W4 CAA Scripting Languages Hackathon I – Can you code this?

Clemens Schmid, Martin Hinz, Carolin Tietze

The workshop is organized by the ISAAKiel group (Initiative for Statistical Analysis in Archaeology Kiel: https://isaakiel.github.io/).

In general, scientific scripting languages are the best interface for archaeologists to translate research questions into a machine-readable and executable form for quantitative analysis. For every step of data processing – data acquisition, analysis and presentation – there are high-quality software frameworks that enable fast, elegant, human-readable and reproducible coding. And yet, script languages are still not widely used! One of the main reason for this is the often steep learning curve. An important goal of the proposed Special Interest Group on Scientific Scripting Languages in Archaeology (SIG SSLA) is to provide guidance on how to overcome this obstacle.

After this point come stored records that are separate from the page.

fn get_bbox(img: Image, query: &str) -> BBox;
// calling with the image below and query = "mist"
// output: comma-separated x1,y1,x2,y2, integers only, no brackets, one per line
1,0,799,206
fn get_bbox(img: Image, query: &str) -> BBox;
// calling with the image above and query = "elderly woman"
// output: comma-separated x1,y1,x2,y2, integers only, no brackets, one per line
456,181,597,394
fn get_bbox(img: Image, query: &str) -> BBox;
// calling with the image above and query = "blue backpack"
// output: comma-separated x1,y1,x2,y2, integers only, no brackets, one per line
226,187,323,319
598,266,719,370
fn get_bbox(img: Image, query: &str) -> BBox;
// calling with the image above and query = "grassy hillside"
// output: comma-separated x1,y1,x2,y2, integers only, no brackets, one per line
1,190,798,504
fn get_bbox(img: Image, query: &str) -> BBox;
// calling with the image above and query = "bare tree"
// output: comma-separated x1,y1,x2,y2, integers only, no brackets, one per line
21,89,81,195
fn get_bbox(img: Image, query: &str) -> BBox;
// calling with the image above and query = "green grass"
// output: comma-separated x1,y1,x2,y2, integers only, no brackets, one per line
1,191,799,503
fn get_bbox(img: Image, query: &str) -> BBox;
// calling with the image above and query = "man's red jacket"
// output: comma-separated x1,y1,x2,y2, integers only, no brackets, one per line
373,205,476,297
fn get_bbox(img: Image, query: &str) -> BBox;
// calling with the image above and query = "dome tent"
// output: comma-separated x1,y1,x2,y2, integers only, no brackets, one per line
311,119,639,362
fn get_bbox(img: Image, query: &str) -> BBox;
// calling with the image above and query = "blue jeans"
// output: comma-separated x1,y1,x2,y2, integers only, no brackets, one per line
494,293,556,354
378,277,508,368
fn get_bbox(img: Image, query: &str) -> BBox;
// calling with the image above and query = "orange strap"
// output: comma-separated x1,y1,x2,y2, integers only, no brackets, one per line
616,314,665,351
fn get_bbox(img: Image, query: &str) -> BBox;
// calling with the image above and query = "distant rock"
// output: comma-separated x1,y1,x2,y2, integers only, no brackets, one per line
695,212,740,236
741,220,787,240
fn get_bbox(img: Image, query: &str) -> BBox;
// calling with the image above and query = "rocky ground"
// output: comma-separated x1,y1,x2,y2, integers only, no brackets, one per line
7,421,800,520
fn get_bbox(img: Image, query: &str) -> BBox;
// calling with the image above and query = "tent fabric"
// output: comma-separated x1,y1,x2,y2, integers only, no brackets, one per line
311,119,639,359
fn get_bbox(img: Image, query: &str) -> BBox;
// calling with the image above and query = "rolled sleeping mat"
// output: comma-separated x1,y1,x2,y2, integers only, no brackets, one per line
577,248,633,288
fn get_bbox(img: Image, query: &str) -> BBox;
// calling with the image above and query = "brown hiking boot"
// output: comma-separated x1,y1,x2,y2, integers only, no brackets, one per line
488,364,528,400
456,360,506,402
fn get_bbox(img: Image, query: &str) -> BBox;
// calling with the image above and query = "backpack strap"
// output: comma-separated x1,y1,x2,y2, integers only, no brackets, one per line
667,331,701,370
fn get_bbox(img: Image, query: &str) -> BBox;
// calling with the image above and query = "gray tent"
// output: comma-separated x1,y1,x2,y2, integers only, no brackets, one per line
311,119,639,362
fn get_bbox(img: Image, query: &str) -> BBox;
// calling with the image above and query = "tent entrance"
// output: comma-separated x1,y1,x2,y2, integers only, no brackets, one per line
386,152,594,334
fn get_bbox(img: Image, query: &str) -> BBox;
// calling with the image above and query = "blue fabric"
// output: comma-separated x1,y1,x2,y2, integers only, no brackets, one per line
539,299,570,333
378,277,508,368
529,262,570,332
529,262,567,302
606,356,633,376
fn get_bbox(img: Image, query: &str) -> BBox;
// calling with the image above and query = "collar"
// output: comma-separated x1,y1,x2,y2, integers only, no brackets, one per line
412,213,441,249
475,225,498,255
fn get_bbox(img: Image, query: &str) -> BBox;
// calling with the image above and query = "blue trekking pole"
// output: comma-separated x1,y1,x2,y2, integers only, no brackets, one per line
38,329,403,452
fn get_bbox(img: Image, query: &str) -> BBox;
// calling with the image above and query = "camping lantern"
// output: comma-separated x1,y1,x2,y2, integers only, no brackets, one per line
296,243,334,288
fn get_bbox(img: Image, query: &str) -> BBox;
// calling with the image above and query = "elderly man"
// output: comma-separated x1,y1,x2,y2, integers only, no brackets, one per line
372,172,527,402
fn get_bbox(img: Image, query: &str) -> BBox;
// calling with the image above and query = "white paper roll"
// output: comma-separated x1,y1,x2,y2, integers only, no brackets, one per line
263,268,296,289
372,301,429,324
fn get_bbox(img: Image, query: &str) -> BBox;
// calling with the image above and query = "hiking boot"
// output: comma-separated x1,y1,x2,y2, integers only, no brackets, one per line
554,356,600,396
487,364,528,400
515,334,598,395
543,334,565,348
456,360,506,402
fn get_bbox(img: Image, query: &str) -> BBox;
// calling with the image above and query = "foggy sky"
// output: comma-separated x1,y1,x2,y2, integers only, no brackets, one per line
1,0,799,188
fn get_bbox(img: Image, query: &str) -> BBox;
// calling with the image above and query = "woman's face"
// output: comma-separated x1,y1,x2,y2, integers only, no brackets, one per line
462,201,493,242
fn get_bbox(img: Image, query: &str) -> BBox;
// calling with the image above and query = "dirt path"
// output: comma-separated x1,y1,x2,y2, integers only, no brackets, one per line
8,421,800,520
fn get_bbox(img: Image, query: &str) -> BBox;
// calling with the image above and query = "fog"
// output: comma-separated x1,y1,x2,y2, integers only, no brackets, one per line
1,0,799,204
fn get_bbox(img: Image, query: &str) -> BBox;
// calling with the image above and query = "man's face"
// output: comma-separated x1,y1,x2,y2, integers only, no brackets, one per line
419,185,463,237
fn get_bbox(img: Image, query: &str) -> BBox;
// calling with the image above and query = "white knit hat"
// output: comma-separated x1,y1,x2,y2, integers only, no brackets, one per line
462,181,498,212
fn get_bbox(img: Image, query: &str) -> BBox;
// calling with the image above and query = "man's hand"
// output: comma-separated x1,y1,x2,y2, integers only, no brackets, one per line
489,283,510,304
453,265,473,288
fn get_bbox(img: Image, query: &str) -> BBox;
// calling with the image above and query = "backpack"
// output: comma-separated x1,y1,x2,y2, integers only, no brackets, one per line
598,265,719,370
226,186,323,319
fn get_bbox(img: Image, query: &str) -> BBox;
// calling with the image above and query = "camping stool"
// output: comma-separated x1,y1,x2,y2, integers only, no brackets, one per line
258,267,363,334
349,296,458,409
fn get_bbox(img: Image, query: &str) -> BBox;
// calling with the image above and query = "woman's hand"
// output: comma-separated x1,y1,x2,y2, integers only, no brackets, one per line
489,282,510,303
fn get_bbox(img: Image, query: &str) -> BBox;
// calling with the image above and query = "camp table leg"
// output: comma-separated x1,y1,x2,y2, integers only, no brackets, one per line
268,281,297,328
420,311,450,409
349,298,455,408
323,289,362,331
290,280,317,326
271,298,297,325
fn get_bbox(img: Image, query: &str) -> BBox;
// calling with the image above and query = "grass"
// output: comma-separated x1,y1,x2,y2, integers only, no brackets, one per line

In our experience practice is the only way to learn to programme effectively. Therefore, this workshop will be a small archaeological hackathon for experienced and very new users of scripting languages like R, Python, SQL or JavaScript. The registered participants are divided into small groups of three to four people, who are interested in the same programming language but have different knowledge and skill level. These groups are equipped with both a simple archaeological data set and a catalogue of analytical questions. In order to be successful in the competition the groups must find good answers to the questions asked using the scripting language of their choice and elaborate them. A jury selects the winner according to the criteria: correctness, reproducibility, readability, shortness and computation speed.

The competition data set will contain information on different data scales as well as spatial information – a typical archaeological compilation that does not require any special or prior knowledge for a general understanding. The questions range from simple counting and sorting operations to standard pivot tables and descriptive statistics to demanding tasks such as the application of multivariate analyses or spatial queries. They are designed to reflect the typical requirements of everyday research. Additionally, an important recurring and intermediate task will be data visualisation using graphs and maps. Neither the data set nor the questions are provided in advance to ensure spontaneous and creative work on the spot.

The hackathon has a twofold aim of being fun and encouraging as well as challenging and instructive. These are the core values of the proposed SIG SSLA. New users learn strategies and concrete methods to tackle the common problems of computational data analysis in archaeology using the powerful toolset the different scripting languages provide. More experienced users are challenged to write good and clean code in a short time and share their knowledge with newcomers. The group formation process is inspired by the concept of an unconference and is intended to disrupt established hierarchies and exclusive interaction patterns of academic research that continue in small areas such as archaeology.

This workshop will last 3.5 hours, with the actual group work phase lasting 3 hours. The winner of the competition will be announced and honoured at the CAA General Assembly in the context of the official proposal for the SIG SSLA. The scripts produced during the competition will then be distributed online.

The participants should bring their own computer with their favourite development environment installed.